Statementing and schooling come up at many of our appointments now. And different pictures are being painted. Sometimes I hear of special schools, communication devices and a non-verbal future in which we have to wait to see the extent of cognitive disabilities emerge. From others, I hear he’s not disabled enough to go to the specialist schools that are very near us. That there is no concrete evidence of learning difficulties yet. That it’s not clear what would be the best environment for him.
Then there’s a pregnant pause…
‘What do you think, Mum?’ (Why no one can call me by my name is anyone’s guess.) And then: ‘What do you want for, Boo?’
Surely, what I want is irrelevant, I shout in my head.
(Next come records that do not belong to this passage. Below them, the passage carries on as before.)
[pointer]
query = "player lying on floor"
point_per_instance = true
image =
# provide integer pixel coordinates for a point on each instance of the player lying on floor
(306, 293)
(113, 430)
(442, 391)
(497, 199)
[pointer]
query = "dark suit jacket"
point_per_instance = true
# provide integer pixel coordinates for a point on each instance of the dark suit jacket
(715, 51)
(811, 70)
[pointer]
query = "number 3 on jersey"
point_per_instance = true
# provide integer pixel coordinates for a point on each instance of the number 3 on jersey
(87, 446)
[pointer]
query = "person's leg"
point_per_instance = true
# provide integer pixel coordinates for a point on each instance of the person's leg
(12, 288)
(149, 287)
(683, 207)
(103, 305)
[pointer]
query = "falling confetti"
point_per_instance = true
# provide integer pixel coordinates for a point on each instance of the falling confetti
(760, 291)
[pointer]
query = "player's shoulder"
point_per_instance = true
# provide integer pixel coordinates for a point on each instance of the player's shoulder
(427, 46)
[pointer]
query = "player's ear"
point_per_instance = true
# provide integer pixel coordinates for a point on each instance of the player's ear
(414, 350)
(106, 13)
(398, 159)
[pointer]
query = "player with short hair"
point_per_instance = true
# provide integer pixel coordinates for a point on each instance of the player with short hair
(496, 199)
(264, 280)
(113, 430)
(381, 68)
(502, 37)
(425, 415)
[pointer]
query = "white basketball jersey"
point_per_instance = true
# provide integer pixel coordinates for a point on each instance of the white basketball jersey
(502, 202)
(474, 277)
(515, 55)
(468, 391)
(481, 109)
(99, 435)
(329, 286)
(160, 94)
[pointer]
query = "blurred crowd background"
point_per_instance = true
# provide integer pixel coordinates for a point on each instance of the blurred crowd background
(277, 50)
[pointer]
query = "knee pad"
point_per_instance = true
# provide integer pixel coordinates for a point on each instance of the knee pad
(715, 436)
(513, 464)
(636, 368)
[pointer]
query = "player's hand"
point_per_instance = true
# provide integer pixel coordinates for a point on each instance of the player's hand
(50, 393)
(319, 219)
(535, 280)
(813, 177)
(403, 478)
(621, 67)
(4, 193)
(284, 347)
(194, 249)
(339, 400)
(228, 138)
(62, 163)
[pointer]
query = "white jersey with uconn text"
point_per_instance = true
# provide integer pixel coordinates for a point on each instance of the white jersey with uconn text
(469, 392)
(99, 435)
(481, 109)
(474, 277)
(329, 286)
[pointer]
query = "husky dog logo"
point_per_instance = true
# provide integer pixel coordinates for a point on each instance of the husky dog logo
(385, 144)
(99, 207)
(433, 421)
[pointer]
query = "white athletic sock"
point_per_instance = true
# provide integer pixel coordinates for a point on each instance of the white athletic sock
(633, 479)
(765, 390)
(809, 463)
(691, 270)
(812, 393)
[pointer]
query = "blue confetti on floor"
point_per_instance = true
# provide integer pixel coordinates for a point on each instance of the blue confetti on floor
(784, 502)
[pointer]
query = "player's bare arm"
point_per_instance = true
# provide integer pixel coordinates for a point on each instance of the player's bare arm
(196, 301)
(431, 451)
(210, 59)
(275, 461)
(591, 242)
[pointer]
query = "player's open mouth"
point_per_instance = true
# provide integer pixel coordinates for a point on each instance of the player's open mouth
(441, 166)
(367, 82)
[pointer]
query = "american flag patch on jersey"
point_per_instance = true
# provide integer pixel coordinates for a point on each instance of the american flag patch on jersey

What he needs is what matters and, although I have strong feelings about various things (I know he understands everything we say to him, he does have some words and communicates with them, sounds, and in other, non-verbal ways), I don’t really know what he needs to maximise his potential, or more to the point, what institutions might be able to meet those needs.
It’s the same with Social Services. I am grateful that they are looking to offer us money to help contribute to the astronomical costs of making our house (the house we moved in before I was pregnant so that we could have a second child) accessible for Boo. But I can’t answer their questions. ‘So, do you think Boo will be able to walk up the stairs by the time he’s five?’ ‘Do you think he will be able to bath and toilet himself by the age of 8?’
I want to scream at them, or failing that to say what I have hated hearing so many times before: ‘Sorry, my crystal ball is broken.’
Don’t get me wrong. I am glad people are consulting us. And some clearly take our assessment of Boo very seriously. That hasn’t always happened. It’s nice that it does.
But let’s face it, I’m no clinician and although I would argue till I’m blue in the face that I know him best (I do!), I am not a healthcare or SEN professional with enough local or sector knowledge to know what out there in home adaptations or schooling is best for him. And let’s be frank about this. Even if I did, not much of this is in my control. Geographical luck and, what it always boils down to, money, will play a big part in all this. We are the parents of a child with additional needs. We just have fewer choices than most.
I feel in the dark. Newly infantilised in only a slightly different way than the way I felt after his birth. It’s difficult to process. And it’s disorienting having made this mental leap to Boo let’s-just-see-how-things-pan-out time, to planning mode.
We have our first TAC (or Team Around the Child Meeting) in March. It has taken 10 months to set up and I hope it will help to clarify some of my thinking about all this, although I am really not sure what to expect of the meeting and would greatly appreciate any advice anyone has on how to get the most out of such meetings.
I know that the statementing process should start in the next few months. It is frightening. I know there are opportunities, but I can’t help but feel that we are walking in the dark. He is so young. So much could change. So much will.
How on earth can I navigate the path ahead when I can’t even see it beneath my feet?